# biceps only workout!!!!



## junior360 (Aug 8, 2017)

I've been training arms and seen some developments however after training last monday I trained biceps felt I gave them a good blasting, had my training partner keep an eye on form. However the day after my rear delts and front head felt they had a work out the day after my biceps got it. I am a little worred that my shoulders took most of the benifit of the work out. Could you give me tips as to Isolate the bicep more??? As Im scratching my head having used preacher and seted curls.


----------



## Fitraver (Aug 12, 2017)

Concentration Curls, single arm Cable curls, DB spider curls, curls machines, there's tons. It's all about the mind muscle. Think about the bicep contracting every single rep.


----------



## whoremoan (Jun 13, 2018)

use cables, pick one excericise you know you hold perfect form on and really feel it; and go crazy on it , do 6-8 sets and decrease sets elsewhere


----------



## Victory (Jun 27, 2018)

I would never train just biceps in one day. Although if you want to improve them go for it. I would at least add in triceps as well.


----------



## striffe (Jun 27, 2018)

Get Big Biceps (AVOID THESE 5 MISTAKES!) - YouTube







Research perfect form then try to duplicate that and over time get stronger with that form. Once you have that form mastered I would look into training your biceps more as well.


----------



## AGGRO (Jul 10, 2018)

Victory said:


> I would never train just biceps in one day. Although if you want to improve them go for it. I would at least add in triceps as well.
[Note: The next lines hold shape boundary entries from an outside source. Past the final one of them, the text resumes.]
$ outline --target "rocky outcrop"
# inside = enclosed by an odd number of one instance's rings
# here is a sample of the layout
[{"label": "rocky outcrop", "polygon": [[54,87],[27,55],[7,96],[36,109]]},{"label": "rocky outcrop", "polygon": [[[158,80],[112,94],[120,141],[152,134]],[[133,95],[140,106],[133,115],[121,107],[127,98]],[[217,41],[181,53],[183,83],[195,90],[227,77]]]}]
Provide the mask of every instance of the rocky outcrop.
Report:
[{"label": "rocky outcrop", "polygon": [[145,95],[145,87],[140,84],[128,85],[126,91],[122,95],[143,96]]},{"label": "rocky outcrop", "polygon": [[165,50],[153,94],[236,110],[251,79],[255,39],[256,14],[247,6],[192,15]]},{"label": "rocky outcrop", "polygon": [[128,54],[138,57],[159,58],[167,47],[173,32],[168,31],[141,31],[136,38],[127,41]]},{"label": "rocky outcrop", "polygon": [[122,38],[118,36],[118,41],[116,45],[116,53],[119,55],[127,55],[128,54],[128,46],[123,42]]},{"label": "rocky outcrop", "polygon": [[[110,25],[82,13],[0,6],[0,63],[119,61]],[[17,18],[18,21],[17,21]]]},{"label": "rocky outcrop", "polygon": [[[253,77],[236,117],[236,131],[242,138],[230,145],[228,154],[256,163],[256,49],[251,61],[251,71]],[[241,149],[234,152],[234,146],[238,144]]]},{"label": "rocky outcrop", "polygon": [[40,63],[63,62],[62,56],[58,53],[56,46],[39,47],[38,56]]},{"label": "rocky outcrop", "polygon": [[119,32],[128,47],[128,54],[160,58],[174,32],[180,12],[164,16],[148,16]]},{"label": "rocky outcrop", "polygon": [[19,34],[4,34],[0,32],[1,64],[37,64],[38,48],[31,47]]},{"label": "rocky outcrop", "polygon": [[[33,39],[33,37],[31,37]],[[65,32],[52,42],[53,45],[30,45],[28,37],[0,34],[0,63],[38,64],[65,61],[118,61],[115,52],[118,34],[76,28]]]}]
I agree. They are such a small muscle. I don't think they require that much volume to grow for most. I would hit them low volume but a few times per week and combine with other muscle groups. I suppose 1 big session every few weeks could be good though. The key is the form and I think they respond better to higher reps. I would also rotate exercises and use db's, barbells, cables, plates, machines and so on.


----------



## Jtooswol (Oct 20, 2018)

Heavy back workouts and targeted training 2x a week works for me


----------



## ketsugo (Oct 22, 2018)

Fitraver said:


> Concentration Curls, single arm Cable curls, DB spider curls, curls machines, there's tons. It's all about the mind muscle. Think about the bicep contracting every single rep.





Bump what he says [emoji316]


----------



## ketsugo (Oct 22, 2018)

Just keep on you’ll find your path . 30 years ago when I was still beginning and much younger I was so busy work school , military that I didn’t even train my biceps and they grew huge thick from heavy back work . However if it’s that important to you - when performing a bicep exercise ( or any ) consciously flex the muscle . Don’t just move weight up and down flex hard . At top of movement flex hard and hold a moment lower slower then you lift . But you should train all muscles that way as it will enhance mind connection with body


----------



## Viking (Oct 23, 2018)

It's all about form. Contract, squeeze and hold. I believe for most arms respond best to higher reps. But still do some heavy 8-10 rep sets as well. Rotate exercises and imagine pumping up the bi-cep on every single rep and make them burn. One heavy back day plus biceps on a 2nd day in the week should work well for you. Although your form is much more important than how many times you train them. You can't go wrong with training them 1-2 weekly.


----------